恋口の切りかた
素手で突っ込んできた一人目の腹に、俺は全身全霊の怒りを込めた渾身の蹴りをくれてやってあっさり悶絶させる。

それを見た残りの連中が、これまたお約束通りに匕首や刀を抜いた。

げえ、と言って、横で隼人が顔をしかめた。

「おいおい、やっぱりこうなるのかよ……。
話し合う気なら、初めから番方だって名乗ったほうが連中も大人しくなったんじゃねーのか?」

「今の俺たちが役人って格好か?」

隼人の言葉に、俺はそう言って鼻を鳴らした。

屋敷にいるところを夜に呼びつけたため、隼人は袴を付けただけの普段着だし、俺に至っては遊び着の着流しだった。
もっとも、刀だけは二本差しで来ていたが。

「は! 上等だ!」

留玖を拐かされて怒りが爆発寸前の俺は、嬉々として状況を受け入れる。
ちょうど、大暴れしたいところだった。

「大怪我したい奴からかかって来いや!」

喚きながら小太刀と打刀を抜き放って両手に構えた俺を見て、隼人がげんなりした表情を作った。

「この場に馴染み過ぎだろ、アンタ。
どんだけ場慣れしてんだよ。

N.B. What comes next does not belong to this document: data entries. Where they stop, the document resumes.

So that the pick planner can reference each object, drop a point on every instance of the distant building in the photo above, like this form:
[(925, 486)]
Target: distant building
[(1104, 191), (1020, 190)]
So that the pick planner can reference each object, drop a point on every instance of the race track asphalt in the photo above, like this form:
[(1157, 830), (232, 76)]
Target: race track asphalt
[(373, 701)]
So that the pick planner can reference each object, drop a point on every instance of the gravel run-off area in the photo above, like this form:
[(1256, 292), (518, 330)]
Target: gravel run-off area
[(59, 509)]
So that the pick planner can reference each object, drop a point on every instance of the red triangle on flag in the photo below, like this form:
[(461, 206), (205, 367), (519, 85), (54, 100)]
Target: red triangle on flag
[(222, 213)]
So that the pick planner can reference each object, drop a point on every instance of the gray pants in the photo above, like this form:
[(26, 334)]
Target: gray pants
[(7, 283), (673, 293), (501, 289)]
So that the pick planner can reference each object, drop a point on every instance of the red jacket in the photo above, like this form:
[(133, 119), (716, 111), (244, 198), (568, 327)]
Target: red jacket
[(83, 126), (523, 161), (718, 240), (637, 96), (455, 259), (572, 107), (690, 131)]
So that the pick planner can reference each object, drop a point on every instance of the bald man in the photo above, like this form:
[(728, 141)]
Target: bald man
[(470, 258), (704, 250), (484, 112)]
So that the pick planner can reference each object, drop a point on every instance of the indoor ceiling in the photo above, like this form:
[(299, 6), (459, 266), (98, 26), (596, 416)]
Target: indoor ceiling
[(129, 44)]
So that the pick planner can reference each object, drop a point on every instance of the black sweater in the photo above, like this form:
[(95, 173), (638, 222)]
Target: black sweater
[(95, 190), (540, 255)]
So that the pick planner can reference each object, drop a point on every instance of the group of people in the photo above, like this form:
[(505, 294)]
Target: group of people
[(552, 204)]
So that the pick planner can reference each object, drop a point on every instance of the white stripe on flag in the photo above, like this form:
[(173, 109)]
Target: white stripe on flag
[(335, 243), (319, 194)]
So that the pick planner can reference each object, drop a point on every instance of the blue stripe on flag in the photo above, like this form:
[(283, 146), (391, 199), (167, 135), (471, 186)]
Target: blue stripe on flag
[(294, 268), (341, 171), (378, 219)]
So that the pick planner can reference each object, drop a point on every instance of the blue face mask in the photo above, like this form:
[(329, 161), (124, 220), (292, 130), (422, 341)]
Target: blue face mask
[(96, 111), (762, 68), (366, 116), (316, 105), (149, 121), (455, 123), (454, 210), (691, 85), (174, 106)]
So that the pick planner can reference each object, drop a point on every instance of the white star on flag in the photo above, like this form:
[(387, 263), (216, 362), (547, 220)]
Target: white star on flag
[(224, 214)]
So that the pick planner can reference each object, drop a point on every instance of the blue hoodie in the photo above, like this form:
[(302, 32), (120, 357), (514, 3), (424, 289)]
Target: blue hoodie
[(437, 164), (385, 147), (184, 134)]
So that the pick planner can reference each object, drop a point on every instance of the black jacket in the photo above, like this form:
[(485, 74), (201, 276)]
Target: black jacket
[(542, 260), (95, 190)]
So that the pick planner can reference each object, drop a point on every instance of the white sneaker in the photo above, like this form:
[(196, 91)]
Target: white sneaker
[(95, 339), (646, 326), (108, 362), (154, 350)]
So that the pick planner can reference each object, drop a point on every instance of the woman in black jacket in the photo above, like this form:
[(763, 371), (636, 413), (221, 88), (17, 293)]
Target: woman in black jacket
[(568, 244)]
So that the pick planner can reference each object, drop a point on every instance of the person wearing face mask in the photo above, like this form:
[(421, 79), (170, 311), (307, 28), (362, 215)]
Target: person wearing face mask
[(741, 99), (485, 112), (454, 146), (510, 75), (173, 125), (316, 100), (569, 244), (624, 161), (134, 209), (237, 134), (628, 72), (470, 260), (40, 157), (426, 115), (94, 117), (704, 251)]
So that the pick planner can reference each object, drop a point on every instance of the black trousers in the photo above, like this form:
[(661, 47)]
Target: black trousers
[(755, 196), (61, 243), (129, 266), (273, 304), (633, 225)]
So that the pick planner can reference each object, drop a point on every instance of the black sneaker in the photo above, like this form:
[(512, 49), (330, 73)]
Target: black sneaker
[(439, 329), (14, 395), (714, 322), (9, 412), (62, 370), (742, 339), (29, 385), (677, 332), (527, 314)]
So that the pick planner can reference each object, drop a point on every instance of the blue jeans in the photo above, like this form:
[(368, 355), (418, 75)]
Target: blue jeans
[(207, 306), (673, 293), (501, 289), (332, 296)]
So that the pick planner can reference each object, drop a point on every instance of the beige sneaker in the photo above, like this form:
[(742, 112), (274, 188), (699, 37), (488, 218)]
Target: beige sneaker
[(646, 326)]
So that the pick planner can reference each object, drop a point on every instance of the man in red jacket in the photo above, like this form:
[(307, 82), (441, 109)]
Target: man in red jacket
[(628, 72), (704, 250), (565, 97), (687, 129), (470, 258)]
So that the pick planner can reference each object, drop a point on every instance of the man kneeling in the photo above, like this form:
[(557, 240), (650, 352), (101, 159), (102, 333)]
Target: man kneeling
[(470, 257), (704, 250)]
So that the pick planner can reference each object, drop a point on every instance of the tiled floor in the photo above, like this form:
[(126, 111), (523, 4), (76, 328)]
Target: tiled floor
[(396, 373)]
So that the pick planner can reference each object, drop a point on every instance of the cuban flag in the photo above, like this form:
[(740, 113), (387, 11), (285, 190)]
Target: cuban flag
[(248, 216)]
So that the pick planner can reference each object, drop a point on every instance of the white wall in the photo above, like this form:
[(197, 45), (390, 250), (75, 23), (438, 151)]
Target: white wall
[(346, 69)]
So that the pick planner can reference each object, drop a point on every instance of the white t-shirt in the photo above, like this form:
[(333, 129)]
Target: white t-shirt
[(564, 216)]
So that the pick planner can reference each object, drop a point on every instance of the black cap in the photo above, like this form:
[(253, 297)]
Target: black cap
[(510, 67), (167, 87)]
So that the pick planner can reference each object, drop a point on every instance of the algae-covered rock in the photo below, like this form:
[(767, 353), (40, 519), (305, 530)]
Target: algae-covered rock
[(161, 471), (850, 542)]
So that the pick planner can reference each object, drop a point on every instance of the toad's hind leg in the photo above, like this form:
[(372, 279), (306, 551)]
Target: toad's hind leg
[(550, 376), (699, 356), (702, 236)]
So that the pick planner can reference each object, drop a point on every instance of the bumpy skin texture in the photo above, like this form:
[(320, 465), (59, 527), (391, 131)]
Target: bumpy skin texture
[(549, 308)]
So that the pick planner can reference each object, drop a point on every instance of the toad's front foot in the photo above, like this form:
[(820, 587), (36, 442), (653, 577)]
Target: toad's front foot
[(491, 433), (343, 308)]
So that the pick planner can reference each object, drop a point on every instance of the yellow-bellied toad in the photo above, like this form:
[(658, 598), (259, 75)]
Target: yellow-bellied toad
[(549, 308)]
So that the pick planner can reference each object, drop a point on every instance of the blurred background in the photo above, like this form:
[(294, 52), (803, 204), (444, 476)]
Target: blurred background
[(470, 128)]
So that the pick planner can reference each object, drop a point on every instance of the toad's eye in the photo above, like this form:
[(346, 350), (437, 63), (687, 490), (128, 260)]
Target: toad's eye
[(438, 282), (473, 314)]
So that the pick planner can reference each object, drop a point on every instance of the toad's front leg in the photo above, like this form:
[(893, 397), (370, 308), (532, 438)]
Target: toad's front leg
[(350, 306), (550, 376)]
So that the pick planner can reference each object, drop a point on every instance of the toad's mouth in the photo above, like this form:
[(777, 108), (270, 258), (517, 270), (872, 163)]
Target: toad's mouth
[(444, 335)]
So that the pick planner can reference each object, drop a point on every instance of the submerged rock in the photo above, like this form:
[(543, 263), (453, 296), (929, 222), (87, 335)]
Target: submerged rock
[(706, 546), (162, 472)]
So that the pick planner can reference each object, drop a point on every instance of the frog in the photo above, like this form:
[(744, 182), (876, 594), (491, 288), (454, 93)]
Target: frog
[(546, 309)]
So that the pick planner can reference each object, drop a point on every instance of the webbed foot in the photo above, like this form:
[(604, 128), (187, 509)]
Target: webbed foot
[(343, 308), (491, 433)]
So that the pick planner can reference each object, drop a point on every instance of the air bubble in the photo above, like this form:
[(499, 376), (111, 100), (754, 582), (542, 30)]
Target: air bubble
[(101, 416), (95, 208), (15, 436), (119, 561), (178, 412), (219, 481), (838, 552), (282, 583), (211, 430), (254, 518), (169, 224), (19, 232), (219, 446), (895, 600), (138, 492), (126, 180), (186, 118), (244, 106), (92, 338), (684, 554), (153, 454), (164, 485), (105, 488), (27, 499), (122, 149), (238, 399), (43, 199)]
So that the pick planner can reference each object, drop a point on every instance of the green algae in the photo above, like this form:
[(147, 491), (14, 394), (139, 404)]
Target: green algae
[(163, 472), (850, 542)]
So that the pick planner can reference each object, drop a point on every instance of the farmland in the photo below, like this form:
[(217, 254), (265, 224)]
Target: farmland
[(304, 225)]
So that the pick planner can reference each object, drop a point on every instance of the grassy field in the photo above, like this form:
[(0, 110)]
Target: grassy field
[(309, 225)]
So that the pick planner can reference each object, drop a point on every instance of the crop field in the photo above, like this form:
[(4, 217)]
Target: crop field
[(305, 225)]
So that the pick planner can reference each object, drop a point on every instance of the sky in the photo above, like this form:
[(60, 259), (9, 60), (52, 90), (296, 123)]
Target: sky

こうやってるとただのチンピラにしか見えねーぞ」

言いつつ、隼人も小太刀を抜いて、

「っと、刃傷沙汰はマズいんだったな」

刀を返して構えた。

俺も手の中で両の刀を返し、峰打ちの構えをとって

「この結城円士郎様に喧嘩売ったらどうなるか、てめえらの体にたっぷりと教えてやるよ」

我ながら目元は全然笑えていない気がしたが、口の端を笑みの形に吊り上げた。